A: Exactement. Si les informations concernent une personne morale entreprise, il ne s'agit pas de données personnelles. Dans le cas contraire, elles permettent d'identifier une personne physique et relèvent des données personnelles. Enregistrer la forme juridique de vos clients B to B est donc essentiel.

> CM: Dans les grands groupes, il existe un service pour gérer les factures fournisseur. Puis-je enregistrer les noms de mes interlocuteurs "préférés" et de ceux qu'il faut "éviter" Avoir un petit commentaire sur chacun?

A: Du moment que vos informations ne relèvent pas du domaine des données sensibles et que leur consentement a été donné, cela ne pose pas de difficulté.

> CM: Vous avez plusieurs fois répété qu'il fallait un accord de la part des personnes dont j'enregistre les données personnelles. Comment le formaliser?

A:Le consentement doit toujours être très clair pour celui qui le donne, notamment quant aux finalités du traitement. Il peut se présenter sous forme papier, électronique, ou être accordé via un logiciel spécialisé. Vous ne pouvez pas faire signer un consentement général quant à l'utilisation des données, et chaque modification dans l'usage de ces données impose un nouveau consentement. Dans le cadre du credit management, les consentements doivent être données côté client, mais aussi côté fournisseur.

> CM: Alors ajouter une clause d'accord implicite dans mes CGV n'est pas une bonne idée?

A: Les CGV sont acceptées par la personne morale "entreprise" qui est votre client, et non par ses employés. Or un employeur ne peut pas donner son consentement au nom de ses employés. Vous devrez donc soumettre un consentement à chacun de vos interlocuteurs "personnes physiques".

> CM: Quelqu'un qui a donné son consentement alors qu'il était dans une entreprise, et qui change de poste ou même d'employeur doit-il fournir un nouveau consentement?

A: En théorie, si la finalité n'a pas changé, ce n'est pas utile. En pratique, il nous semble qu'un nouveau consentement serait requis.

> CM: Quid des sous-traitants en marque blanche? De nombreuses entreprises confient le recouvrement de leurs créances à des sociétés spécialisées qui interviennent au nom de leur donneur d'ordre. C'est transparent pour le client final qui reçoit la relance. Parfois le sous-traitant travaille sur les bases de données du donneur d'ordre, parfois il travaille avec ses propres outils.

A: Le sous-traitant est astreint aux mêmes obligations que son donneur d'ordre, notamment en termes de sécurité des données personnelles.
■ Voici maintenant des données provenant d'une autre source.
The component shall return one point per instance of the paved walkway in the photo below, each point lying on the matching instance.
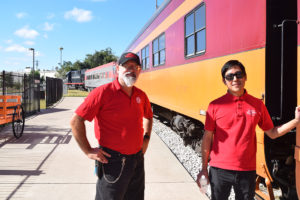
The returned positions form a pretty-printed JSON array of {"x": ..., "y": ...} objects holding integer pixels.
[{"x": 46, "y": 162}]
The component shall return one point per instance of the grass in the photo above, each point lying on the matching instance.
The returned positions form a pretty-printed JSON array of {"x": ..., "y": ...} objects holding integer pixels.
[
  {"x": 71, "y": 93},
  {"x": 76, "y": 93}
]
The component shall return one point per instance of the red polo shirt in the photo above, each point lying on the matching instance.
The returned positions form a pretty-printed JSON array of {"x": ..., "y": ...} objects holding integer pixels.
[
  {"x": 233, "y": 120},
  {"x": 118, "y": 117}
]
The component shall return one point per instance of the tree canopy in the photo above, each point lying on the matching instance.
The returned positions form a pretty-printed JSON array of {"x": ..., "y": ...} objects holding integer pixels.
[{"x": 91, "y": 61}]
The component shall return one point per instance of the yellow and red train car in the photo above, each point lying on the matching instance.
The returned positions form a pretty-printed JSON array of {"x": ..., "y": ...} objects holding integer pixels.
[{"x": 185, "y": 44}]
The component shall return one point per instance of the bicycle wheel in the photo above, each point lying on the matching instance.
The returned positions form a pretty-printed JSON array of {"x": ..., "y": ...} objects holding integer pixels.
[{"x": 18, "y": 121}]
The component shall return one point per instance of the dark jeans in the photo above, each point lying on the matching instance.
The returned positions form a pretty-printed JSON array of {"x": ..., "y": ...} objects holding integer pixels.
[
  {"x": 131, "y": 182},
  {"x": 222, "y": 180}
]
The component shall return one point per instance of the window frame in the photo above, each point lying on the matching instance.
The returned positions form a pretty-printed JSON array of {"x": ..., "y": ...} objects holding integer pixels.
[
  {"x": 145, "y": 58},
  {"x": 194, "y": 33},
  {"x": 159, "y": 50}
]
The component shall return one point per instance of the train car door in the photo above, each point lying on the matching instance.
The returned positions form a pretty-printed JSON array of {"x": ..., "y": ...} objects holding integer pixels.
[{"x": 281, "y": 90}]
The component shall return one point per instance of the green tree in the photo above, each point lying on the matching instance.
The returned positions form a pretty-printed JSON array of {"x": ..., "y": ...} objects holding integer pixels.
[
  {"x": 100, "y": 58},
  {"x": 91, "y": 61}
]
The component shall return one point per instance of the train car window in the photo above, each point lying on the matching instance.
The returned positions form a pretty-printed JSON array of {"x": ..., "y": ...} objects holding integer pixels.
[
  {"x": 195, "y": 32},
  {"x": 145, "y": 58},
  {"x": 159, "y": 52}
]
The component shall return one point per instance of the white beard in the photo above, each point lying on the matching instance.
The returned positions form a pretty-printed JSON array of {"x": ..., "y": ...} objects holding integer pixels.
[{"x": 128, "y": 79}]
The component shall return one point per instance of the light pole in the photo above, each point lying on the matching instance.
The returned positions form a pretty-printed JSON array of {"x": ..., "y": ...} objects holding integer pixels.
[
  {"x": 32, "y": 49},
  {"x": 61, "y": 48}
]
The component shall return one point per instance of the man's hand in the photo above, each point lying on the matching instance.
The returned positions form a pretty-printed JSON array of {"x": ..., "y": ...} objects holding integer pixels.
[
  {"x": 201, "y": 173},
  {"x": 145, "y": 145},
  {"x": 98, "y": 154}
]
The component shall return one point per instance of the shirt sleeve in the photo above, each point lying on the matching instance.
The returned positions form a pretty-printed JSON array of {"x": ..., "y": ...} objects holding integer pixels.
[
  {"x": 265, "y": 122},
  {"x": 91, "y": 105},
  {"x": 210, "y": 122},
  {"x": 147, "y": 108}
]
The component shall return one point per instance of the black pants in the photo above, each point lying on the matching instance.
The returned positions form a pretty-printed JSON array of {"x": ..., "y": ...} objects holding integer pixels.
[
  {"x": 117, "y": 184},
  {"x": 222, "y": 180}
]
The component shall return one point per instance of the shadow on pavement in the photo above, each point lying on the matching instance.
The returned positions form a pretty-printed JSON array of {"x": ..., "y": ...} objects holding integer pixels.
[{"x": 35, "y": 134}]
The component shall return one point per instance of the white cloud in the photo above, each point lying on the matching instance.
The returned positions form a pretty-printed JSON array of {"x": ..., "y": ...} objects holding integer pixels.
[
  {"x": 29, "y": 43},
  {"x": 25, "y": 32},
  {"x": 21, "y": 15},
  {"x": 50, "y": 16},
  {"x": 79, "y": 15},
  {"x": 48, "y": 27},
  {"x": 9, "y": 41},
  {"x": 16, "y": 48}
]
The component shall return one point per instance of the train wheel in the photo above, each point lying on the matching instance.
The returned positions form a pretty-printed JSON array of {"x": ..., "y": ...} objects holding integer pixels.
[{"x": 18, "y": 121}]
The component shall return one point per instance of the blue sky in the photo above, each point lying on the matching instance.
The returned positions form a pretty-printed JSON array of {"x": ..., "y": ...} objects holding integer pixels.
[{"x": 79, "y": 26}]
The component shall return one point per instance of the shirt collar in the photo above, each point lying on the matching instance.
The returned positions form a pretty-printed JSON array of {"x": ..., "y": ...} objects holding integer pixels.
[{"x": 235, "y": 98}]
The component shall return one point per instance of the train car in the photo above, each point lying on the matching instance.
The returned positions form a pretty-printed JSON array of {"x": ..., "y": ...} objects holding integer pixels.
[
  {"x": 75, "y": 79},
  {"x": 100, "y": 75},
  {"x": 185, "y": 44}
]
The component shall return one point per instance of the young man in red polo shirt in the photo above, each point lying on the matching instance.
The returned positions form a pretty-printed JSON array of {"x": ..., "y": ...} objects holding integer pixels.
[
  {"x": 123, "y": 123},
  {"x": 230, "y": 138}
]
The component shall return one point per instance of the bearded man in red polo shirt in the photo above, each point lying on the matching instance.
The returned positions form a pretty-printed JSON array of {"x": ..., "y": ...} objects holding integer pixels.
[
  {"x": 230, "y": 138},
  {"x": 123, "y": 121}
]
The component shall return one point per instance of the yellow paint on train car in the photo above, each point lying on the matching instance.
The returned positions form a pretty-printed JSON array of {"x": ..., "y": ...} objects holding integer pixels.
[
  {"x": 179, "y": 12},
  {"x": 297, "y": 148},
  {"x": 189, "y": 88}
]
S'il travaille en marque blanche, il doit s'assurer que le consentement reçu par son donneur d'ordre comporte bien la notion d'utilisation des données par un tiers.

> CM: Est-ce que le fait que mes bases de données client ou fournisseur soient dans le cloud, ou hébergées hors Union européenne, change quelque chose?

A: La question de la localisation des données est importante. Ne pas savoir où elles se trouvent est déjà un indice de non-conformité. Les données personnelles doivent être protégées de toute intrusion tant au terme de la loi actuelle que du RGPD qui renforce les sanctions.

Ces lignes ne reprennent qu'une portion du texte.